Let's give it a shot

{-# LANGUAGE LambdaCase #-}
{-# LANGUAGE GADTs #-}
{-# LANGUAGE TypeOperators #-}
import Prelude hiding (id,(.))
import Control.Category

-- show
s,t,u,v,w :: Tm
s = X' A
t = X' A :-: I :-: X' B
u = I :-: I :-: (X' A :-: I) :-: X' B
v = I :-: u
w = t :-: t

main :: IO ()
main = do
    printTest s
    printTest t
    printTest u
    printTest v
    printTest w

-- /show
    
printTest :: Tm -> IO ()
printTest a = do
    let b = nf a
        c = nm a
        d = evalRule c a
    putStrLn $ "Original Object:  " ++ show a
    putStrLn $ "Normal Form    :  " ++ show b
    putStrLn $ "Rewrite Rules  :  " ++ if length (show c) > 70 then take 65 (show c) ++ " ..." else show c
    putStrLn $ "Rewriten Object:  " ++ show d
    putStrLn ""

-- A Skew-monoidal category is a category `k` together with a
-- distinguished object `Id`, a functor `bimap`, and three
-- natural transformations, `lambda`, rho, and disassociate.
-- It is half of an Associative, Monoidal, Cartesian

-- | Objects of free symetric monoidal category with Objects from Var
data Var = A | B | C deriving Show
data Tm = I | X' Var  | Tm :-: Tm deriving Show

-- | Maps between two objects.
data Rule = IdRule | Dot Rule Rule | Cross Rule Rule | La | Rh | Asc deriving Show

-- | Interpretation of rules and their composition.
evalRule :: Rule -> Tm -> Tm
evalRule IdRule = id
evalRule (Dot a b) = evalRule a . evalRule b
evalRule (Cross a b) = \(c :-: d) -> evalRule a c :-: evalRule b d
evalRule La = \(I :-: a) -> a
evalRule Rh = \a -> a :-: I
evalRule Asc = \case
    ((a :-: b) :-: c) -> (a :-: (b :-: c))
    a -> error $ show a

-- Do we need to encode all the rules on page 4? Or are those just expected laws?

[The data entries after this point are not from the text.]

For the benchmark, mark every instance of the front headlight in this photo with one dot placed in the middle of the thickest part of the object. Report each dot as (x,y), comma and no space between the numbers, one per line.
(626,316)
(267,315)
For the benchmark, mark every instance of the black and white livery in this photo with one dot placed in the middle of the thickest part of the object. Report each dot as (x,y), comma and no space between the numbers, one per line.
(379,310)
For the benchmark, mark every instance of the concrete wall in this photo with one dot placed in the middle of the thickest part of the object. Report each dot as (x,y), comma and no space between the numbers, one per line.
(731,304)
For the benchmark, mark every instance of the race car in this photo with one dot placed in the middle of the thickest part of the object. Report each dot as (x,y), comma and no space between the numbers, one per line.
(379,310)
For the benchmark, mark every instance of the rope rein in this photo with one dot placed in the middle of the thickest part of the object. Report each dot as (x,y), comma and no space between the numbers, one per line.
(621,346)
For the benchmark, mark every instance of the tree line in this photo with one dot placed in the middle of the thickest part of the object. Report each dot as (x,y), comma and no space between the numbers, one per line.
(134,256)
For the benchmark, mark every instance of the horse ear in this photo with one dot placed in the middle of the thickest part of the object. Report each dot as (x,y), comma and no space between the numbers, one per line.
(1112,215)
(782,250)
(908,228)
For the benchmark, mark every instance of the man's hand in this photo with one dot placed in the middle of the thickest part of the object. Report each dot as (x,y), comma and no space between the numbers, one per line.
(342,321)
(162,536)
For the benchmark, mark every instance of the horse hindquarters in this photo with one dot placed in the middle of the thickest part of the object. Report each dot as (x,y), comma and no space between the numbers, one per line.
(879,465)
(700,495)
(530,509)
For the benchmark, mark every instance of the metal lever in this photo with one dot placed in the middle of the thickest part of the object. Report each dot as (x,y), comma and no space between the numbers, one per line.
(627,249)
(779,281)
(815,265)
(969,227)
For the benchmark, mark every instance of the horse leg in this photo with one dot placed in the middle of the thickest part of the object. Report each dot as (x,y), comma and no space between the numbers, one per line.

-- | We define "normal forms" of object expression as Nf
data Nf = J | Var :.: Nf deriving Show

-- | Normal forms embed into object expressions.
emb :: Nf -> Tm
emb J = I
emb (a :.: n) = X' a :-: emb n

-- | Let ||-|| be a function ... i'm calling it splay
splay :: Tm -> Nf -> Nf
splay (X' x) n = x :.: n
splay I n = n
splay (a :-: b) n = splay a (splay b n)

-- | Every object expression is assigned a normal form.
nf :: Tm -> Nf
nf a = splay a J

-- | In Lemma 3, Let now `<<->>` ... i'm calling it splat
splat :: Tm -> Nf -> Rule
splat (X' _) _ = IdRule
splat I _ = La
splat (a :-: b) n = splat a (splay b n)
                    `Dot` (IdRule `Cross` splat b n `Dot` Asc)

-- | "Normalizing" map expression.
nm :: Tm -> Rule
nm a = splat a J `Dot` Rh

We can see that the normal form and rewritten form match. We got this result by applying our rewrite rules, the skewed portions of the monoidal category.

Ending note

This was a bit of pleasant translation. Is this construct useful, should I include it in Hackage? Any corrections comments or improvements are very welcome.